> It turns out you can create a UDP socket with a protocol flag, which allows you to send the ping rootless
This is wrong, despite the Rust library in question's naming convention. You're not creating a UDP socket. You're creating an IP (AF_INET), datagram socket (SOCK_DGRAM), using protocol ICMP (IPPROTO_ICMP). The issue is that the rust library apparently conflates datagram and UDP, when they're not the same thing.
You can do the same in C, by calling socket(2) with the above arguments. It hinges on Linux allowing rootless pings from the GIDs in
Basically the `socket2` crate lets you convert the fd it produces into a `UdpSocket`. It doesn't verify it really is a UDP socket first; that's up to you. If you do it blindly, you can get something with the wrong name, but it's probably harmless. (At the very least, it doesn't violate memory safety guarantees, which is what Rust code tends to be very strict about.)
It may be memory safe but it's not using the type system to represent the domain very well.
One could imagine a more type-friendly design in which we could write that first line as follows:
let socket: Socket<IPv4, Datagram, IcmpV4> = Socket::new()?;
Now, the specifics of socket types will be statically checked.

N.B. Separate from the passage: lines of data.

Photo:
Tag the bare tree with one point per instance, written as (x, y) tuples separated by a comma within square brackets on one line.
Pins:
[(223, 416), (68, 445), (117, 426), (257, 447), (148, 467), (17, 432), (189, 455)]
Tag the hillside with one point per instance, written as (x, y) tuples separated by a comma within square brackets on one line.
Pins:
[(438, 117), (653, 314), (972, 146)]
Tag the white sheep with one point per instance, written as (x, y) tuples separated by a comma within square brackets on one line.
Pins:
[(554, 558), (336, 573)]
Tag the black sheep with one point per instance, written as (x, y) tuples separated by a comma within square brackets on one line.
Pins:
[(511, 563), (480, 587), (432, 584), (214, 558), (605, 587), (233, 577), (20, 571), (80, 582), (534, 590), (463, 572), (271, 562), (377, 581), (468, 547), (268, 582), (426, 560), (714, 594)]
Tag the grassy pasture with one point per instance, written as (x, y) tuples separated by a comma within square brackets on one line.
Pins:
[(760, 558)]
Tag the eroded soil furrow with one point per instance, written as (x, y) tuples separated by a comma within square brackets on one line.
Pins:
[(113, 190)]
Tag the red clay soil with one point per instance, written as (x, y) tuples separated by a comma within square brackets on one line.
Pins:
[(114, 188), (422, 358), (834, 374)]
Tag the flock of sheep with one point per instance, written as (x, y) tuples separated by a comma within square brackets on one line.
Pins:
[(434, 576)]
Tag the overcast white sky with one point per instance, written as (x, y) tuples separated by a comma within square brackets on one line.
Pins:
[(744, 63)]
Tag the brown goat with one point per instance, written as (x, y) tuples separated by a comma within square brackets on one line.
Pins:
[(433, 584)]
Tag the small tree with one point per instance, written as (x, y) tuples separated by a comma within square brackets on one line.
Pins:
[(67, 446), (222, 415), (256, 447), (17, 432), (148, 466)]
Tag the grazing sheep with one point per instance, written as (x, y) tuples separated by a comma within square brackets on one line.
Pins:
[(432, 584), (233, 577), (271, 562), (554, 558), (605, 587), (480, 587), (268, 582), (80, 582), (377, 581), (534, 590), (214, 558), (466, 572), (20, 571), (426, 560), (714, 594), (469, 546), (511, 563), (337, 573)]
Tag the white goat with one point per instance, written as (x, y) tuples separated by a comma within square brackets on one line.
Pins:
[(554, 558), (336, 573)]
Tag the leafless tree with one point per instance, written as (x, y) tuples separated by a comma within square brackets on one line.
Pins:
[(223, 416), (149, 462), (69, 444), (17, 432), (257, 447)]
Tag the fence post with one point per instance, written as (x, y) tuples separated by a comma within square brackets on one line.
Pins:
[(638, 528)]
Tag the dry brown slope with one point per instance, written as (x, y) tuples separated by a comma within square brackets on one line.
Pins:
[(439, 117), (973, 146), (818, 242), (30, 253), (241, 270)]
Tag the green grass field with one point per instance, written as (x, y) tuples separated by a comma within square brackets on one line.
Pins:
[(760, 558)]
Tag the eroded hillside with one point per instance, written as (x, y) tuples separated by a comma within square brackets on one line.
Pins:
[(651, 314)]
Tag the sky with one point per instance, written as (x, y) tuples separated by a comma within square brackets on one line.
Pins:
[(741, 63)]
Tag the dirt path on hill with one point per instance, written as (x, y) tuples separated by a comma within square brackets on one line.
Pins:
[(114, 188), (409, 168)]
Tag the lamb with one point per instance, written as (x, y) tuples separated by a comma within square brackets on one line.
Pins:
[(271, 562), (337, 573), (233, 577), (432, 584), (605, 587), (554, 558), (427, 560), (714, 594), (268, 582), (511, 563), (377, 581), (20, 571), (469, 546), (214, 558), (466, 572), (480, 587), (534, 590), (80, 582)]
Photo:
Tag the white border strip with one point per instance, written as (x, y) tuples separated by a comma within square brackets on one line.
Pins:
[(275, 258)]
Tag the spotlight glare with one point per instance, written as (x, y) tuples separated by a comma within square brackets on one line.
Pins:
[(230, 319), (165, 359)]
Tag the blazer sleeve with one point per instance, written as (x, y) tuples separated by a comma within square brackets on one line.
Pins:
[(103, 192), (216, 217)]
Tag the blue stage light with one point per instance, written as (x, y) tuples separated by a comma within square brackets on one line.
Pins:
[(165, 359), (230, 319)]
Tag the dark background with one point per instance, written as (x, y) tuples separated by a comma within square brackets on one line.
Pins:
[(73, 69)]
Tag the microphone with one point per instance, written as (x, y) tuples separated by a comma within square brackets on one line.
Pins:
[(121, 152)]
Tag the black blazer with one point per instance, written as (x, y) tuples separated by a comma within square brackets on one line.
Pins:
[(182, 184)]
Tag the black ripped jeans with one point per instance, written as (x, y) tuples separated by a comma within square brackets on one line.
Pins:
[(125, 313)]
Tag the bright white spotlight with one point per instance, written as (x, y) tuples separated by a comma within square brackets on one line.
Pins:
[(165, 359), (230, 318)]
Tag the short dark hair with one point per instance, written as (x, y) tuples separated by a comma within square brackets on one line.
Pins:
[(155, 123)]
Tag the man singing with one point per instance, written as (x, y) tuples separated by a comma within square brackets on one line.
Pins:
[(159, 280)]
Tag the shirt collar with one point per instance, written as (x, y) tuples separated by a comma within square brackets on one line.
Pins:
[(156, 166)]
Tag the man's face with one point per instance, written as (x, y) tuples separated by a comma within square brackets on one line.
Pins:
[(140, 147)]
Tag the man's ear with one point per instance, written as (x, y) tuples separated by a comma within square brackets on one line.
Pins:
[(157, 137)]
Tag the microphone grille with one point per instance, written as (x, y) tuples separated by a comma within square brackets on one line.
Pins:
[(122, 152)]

Edit: I realized that the issue here is actually the conversion, and that UdpSocket on its own is actually a type-safe representation of a UDP socket, not a general datagram socket. But the fact that this dubiously-safe conversion is possible and even useful suggests that an improved design is possible. For example, a method like UdpSocket's `set_broadcast` can't work with a socket like the above, and from a type safety perspective, it shouldn't be possible to call it on such a socket.
One could, but one probably doesn't want to have separate types for TCP-over-IPv4 vs TCP-over-IPv6 for example, even if they accept/produce different forms of addresses. That'd force a lot of code bloat with monomorphization.
So now one is making one's own enumeration which is different than the OS one and mapping between them, which can get into a mess of all the various protocols Linux and other OSs support, and I'm not sure it's solving a major problem. Opinions vary, but I prefer to use complex types sparingly.
I think there are likely a bunch of other cases where it's useful to choose these values more dynamically too. Networking gets weird!
It's precisely because networking gets weird that a good representation at the type level could be useful. But I agree that it'd need to be done carefully to avoid creating usability issues.
It's unfortunate they did not extend marking the OwnedFd conversions as unsafe due to the focus in the RFC on a single class of unsafety in Fds instead of having a recognition that there are other issues with arbitrary Fd conversions.
No, it's perfectly safe. Except if you expand the scope of "safe" by a lot.
OP turned the socket into an (almost) raw file descriptor, and created an UDP socket from it. Weird, yes, but since it's perfectly memory safe and invalid operations would correctly error, it's not "dubiously-safe". It's safe.
I mean, either your language has the ability to do raw (technically Owned in this case) file descriptors, or it doesn't.
Maybe you'd prefer Rust had a third mode? Safe, `unsafe {}`, and `are_you_sure_you_understand_this {}`, the last one also being 'safe', but just… odd.
It's dubiously safe because it allows invalid combinations, i.e. calling UDP-related methods on non-UDP sockets. I'm using "safe" in the general English sense here, "protected from or not exposed to danger or risk."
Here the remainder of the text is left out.